Furthermore, there are only six Shia judges permitted to preside over Saudi courts, and they were expected to tow very fine lines. Sheikh Hassan Bu Khamseen, for example, was dismissed from his position in 2010 for criticizing a government’s judicial decree. Another weakness in this timeline of Sunni-Shia progress is the validity or strength of the Shia courts. Saudi Shia complain that their courts lack genuine authority, as litigants who disagree with verdicts can easily reopen cases in Sunni courts – who are endowed with the power to annul Shia ruling. Shia are also disqualified as witnesses in Sunni courts.

Second, while Shia are not exactly prohibited from building and managing mosques, the process for obtaining a government license is arbitrary and fraught with complications. Sunni clerics can petition the Ministry of Islamic Affairs, Endowments, Call, and Guidance (MOIA) for financial aid, whereas their Shia counterparts are expected to seek economic assistance from their own congregations. Other compromises that Shia clerics and believers have to make include reciting the Sunni prayer when the mosque is in a mixed neighborhood, and closing their shops or breaking from work for the five prayer times even though Shia followers combine the five prayers together into three, meaning that they do not, theologically speaking, need to stop working every time a Sunni prayer call is sounded.

Caps and arbitrary restrictions remain in other sectors. For instance, in higher education, sectarian bias surfaces in the process of selecting students for scholarships and public universities, as well as in selecting academic and administrative employees for educational institutions. It is also present in employment opportunities and in advancement once these opportunities are realized, as there are very few openly identified Shia in high-level positions in companies and agencies owned by the government.

Finally, there is both progress and obstruction in political representations, even today. According to Global Security: “There were no Shia ministers, deputy ministers, governors, deputy governors, or ministry branch directors in the Eastern Province, and only three of the 59 government-appointed municipal council members were Shia. However, the Shia were well-represented among the elected members of the municipal councils, as they held 10 of 11 seats on the Qatif and al-Ahsa councils. An elected Shia headed the Qatif municipal council. With five Shia on the Consultative Council they were significantly underrepresented.”

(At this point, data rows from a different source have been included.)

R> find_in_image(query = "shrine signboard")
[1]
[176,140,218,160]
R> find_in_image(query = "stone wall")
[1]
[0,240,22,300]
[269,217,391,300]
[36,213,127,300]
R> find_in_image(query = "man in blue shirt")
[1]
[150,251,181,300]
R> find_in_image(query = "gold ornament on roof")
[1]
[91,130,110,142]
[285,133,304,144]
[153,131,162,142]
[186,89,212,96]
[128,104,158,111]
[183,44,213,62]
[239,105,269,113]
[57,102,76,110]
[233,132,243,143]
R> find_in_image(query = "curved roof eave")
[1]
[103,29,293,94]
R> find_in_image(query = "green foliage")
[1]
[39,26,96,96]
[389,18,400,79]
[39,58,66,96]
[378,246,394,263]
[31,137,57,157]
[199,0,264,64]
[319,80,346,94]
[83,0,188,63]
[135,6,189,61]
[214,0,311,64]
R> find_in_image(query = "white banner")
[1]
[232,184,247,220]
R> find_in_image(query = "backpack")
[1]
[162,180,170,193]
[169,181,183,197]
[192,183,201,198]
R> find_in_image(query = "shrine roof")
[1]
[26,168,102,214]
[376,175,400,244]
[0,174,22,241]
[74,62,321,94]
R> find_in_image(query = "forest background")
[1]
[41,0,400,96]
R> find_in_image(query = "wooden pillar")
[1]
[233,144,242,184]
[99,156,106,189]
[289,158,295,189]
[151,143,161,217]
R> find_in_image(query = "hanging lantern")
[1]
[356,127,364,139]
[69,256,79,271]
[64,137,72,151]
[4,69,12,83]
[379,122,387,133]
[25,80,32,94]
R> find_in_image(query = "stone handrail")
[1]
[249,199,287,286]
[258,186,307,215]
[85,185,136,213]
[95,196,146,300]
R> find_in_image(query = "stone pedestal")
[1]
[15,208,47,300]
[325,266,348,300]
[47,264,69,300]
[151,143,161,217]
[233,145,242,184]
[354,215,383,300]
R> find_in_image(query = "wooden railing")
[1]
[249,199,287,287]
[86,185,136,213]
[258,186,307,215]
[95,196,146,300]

In short, while historical and theological antipathies do exist, it is rather Saudi Arabia’s political expediency that both prevents and advances equality between Shia and Sunnis. A major contradiction in Saudi policy is the response to the 2015 IS (Islamic State) attacks on Shia mosques in the kingdom. For the last decades, Saudi Arabia has allowed its government-sponsored Sunni clerics to demonize Shia believers, associate them with polytheists, therefore consolidating a history of oppression and ostracism from basic civil rights. On the other hand, the country denounced the attacks on Shia mosques, has led the campaign against IS and formed an alliance among 34 Muslim nations – excluding Iran.

This duality of leading the battle against an extremist Islamist group that demonizes Shia and views them as deviants, while nurturing and exporting Wahhabism, another group of radical Islamists with similar views about Shia, can be witnessed in the case of Nimr Baqir al-Nimr, a Shia Sheikh who criticised the Saudi state, who was executed with 46 other activists in early 2016. This event reignited protests by Saudi Shia against the state. It has been suggested that the sentencing meant to demonstrate the state’s equal response to acts of terror (or inciting revolutions), whether they come from Shia or Sunni activists.

To begin comprehending the delicate situation of the Shia in Saudi Arabia, it is best to keep the words of Toby Matthiesen in mind, who explains, in Sectarian Gulf: Bahrain, Saudi Arabia, and the Arab Spring That Wasn’t, the strategies of sectarianism employed by Saudi Arabia and other Gulf monarchies at the start of the Arab Spring: “Sectarianism was not just a government intervention but the result of an amalgam of political, religious, social and economic elites who all used sectarianism to further their own aim.”